Она преследовала меня всюду, куда бы я ни пошел, набрасываясь на комнаты, словно пойманный в ловушку зверь. О, какие чудеса она уничтожила! Блистательные труды, которые, наверное, уцелели только здесь, и нигде больше в целом мире, были изорваны, как оберточная бумага.
Чем быстрее я гнался за библиотекарем, который шипел в знак протеста, тем более жестокой становилась кукла. Одну комнату она разгромила полностью. Она не могла говорить – ее рот походил на слив раковины, – но могла кричать. И кричала, пока я бежал.
Я бы предпочел тигра. Нет ничего страшнее смутного сходства.
Единственным, что ее успокаивало, как я обнаружил в результате чистейшего изнеможения, была неподвижность. Если я сидел неподвижно, она утихала и ждала. Если я шевелился, шевелилась и она. Если я бежал, она тоже вопила.
И потому я начал писать, чтобы защититься.
Когда я проснулся этим утром, все следы механической куклы исчезли.
Ноют кости, трясусь в лихорадке, но какое облегчение – избавиться от вопящего бремени. Я снесу эти симптомы без жалоб.

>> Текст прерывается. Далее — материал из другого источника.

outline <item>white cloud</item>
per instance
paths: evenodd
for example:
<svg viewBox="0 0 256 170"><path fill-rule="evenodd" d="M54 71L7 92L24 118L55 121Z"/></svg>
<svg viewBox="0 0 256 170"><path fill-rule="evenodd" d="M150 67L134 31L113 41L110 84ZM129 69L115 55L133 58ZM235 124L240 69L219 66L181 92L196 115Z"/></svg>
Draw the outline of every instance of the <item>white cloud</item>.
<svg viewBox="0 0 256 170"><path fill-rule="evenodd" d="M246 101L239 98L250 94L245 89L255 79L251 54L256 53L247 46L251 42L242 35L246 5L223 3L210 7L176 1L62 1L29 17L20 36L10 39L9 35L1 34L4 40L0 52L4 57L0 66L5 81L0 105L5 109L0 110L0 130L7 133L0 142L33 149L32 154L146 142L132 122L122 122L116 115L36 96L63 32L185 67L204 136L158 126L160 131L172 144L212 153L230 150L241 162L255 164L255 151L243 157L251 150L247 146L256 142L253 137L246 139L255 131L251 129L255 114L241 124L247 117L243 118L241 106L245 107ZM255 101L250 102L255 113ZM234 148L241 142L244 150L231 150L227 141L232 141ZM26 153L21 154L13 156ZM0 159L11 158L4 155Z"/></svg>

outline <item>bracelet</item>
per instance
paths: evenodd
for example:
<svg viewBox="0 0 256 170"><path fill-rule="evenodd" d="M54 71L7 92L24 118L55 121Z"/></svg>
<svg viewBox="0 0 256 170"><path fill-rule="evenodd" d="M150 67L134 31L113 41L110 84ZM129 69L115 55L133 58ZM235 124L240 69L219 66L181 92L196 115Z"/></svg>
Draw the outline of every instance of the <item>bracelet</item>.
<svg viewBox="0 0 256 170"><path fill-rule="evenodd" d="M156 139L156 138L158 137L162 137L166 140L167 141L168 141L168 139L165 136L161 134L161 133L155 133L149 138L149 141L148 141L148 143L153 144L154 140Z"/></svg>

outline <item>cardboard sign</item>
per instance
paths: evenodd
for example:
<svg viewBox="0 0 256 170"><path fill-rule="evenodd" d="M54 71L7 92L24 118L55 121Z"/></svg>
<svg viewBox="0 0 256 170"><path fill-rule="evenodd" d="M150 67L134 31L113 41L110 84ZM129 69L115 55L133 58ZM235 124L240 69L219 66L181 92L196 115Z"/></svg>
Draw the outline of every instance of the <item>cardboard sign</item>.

(До меня дошло, что я такое уже чувствовал. Когда меня настиг обморок в Золотом зоопарке, это было связано не с непредвиденным купанием, но с абстиненцией. Прошло слишком много часов с той минуты, как я в последний раз брал в руки портрет Марии.)
Вчера, убегая от кошмара, я чувствовал себя жертвой. В конце концов, я не просил крошки, я не жаждал обрести эту привычку. За что же мне такое наказание? Но теперь я спрашиваю себя: так ли я невинен? Возможно, я знал – пусть всего лишь подсознательно, – чем именно занимаюсь. Я цеплялся за эту картину. И на фоне утешения, которое она мне приносила, в сопровождении правдоподобного образа Марии я чувствовал себя менее одиноким и, если честно, избавлялся от части ответственности.
У меня все еще проблемы с расшифровкой собственных мыслей. Они точно оркестр солистов, в котором каждый музыкант играет собственную композицию. Как легко спрятаться от правды в постоянном шуме.
Тем не менее есть реалии, от которых я больше не могу прятаться.
Библиотекарь был очень зол, когда я дал ему завтрак. Вряд ли я могу винить его. Он же не видел того, что, как мне казалось, преследовало меня. С точки зрения кота, это я вчера весь день преследовал его с выпученными глазами. Что бы я делал, реши он меня бросить? Это место – лабиринт; тропы постоянно разветвляются, комнаты следуют одна за другой. Я заблудился.
Я рассыпался в извинениях. Даже предложил ему свою колбасу, но он провел последние полчаса, уткнувшись носом в угол. Полагаю, это мое наказание.
О, теперь он зевает. Потягивается. Пришло время идти дальше.